Families

Holding on to Hope: Our Family’s DIPG Story

by Deb Fuller
September 15, 2016

At 12 years old, Hope dreamed big. She wanted to be the next Asian Taylor Swift, a doctor, a nurse, or maybe even a minster. She had a lifetime of plans to make a dreams to chase until she was diagnosed with DIPG, a pediatric brain tumor with no known cure. Her mom tells her story.

Hope smiles with her mother, Deb Fuller

There is a song that Garth Brooks sings that includes the lyrics, “Some of God’s greatest gifts are unanswered prayers.” That is exactly what Hope was to our family.

My husband and I had conceived our son with little difficulty. Sometime later when we decided we wanted a second child, we were unable to conceive. I prayed on a regular basis that this would be the month.

After many months of failed attempts involving infertility treatments, we turned to adoption. We both wanted another child and really couldn’t have cared less where he or she came from.

Again, after many months of waiting, our beautiful daughter came home to us on a cold January day in 1998. She was just shy of 7 months old and was the most beautiful little Asian princess we had ever seen. Although born 8 weeks premature, she had grown into a bouncing bundle of baby joy.

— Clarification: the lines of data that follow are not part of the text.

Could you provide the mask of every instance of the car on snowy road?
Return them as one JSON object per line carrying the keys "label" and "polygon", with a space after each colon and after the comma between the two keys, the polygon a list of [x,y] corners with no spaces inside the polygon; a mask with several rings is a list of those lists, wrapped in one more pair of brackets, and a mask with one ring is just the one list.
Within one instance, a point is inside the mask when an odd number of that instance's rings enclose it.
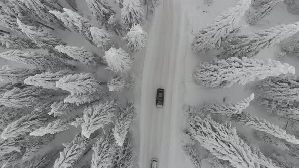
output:
{"label": "car on snowy road", "polygon": [[158,160],[156,159],[152,159],[151,168],[158,168]]}
{"label": "car on snowy road", "polygon": [[156,106],[157,107],[162,107],[164,104],[164,89],[158,88],[157,90],[156,96]]}

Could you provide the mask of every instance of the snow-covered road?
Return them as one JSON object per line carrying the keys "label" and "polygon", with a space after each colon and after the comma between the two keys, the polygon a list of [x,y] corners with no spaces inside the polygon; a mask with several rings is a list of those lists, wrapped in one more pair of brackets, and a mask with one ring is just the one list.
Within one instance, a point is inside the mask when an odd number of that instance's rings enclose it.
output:
{"label": "snow-covered road", "polygon": [[[162,1],[149,34],[137,108],[142,168],[149,167],[154,158],[158,159],[159,167],[186,167],[186,159],[182,157],[182,80],[189,45],[185,15],[180,3],[179,0]],[[158,88],[165,90],[162,108],[155,106]]]}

INFOGRAPHIC: What You Should Know About Childhood Cancer >

And she never stopped giving us joy. Hope was an amazing child. She was smart and sassy and kind and empathetic and naughty and beautiful. She was a musician and an athlete. She was full of drama and love and had a smile that lit up the room.

Hope worshiped her brother and would defend him from any threat she perceived, be it mother or father, friend or foe. She wanted to be just like him. He played piano so she played piano. He took vocal lessons so she took vocal lessons. He was a runner so she became a runner.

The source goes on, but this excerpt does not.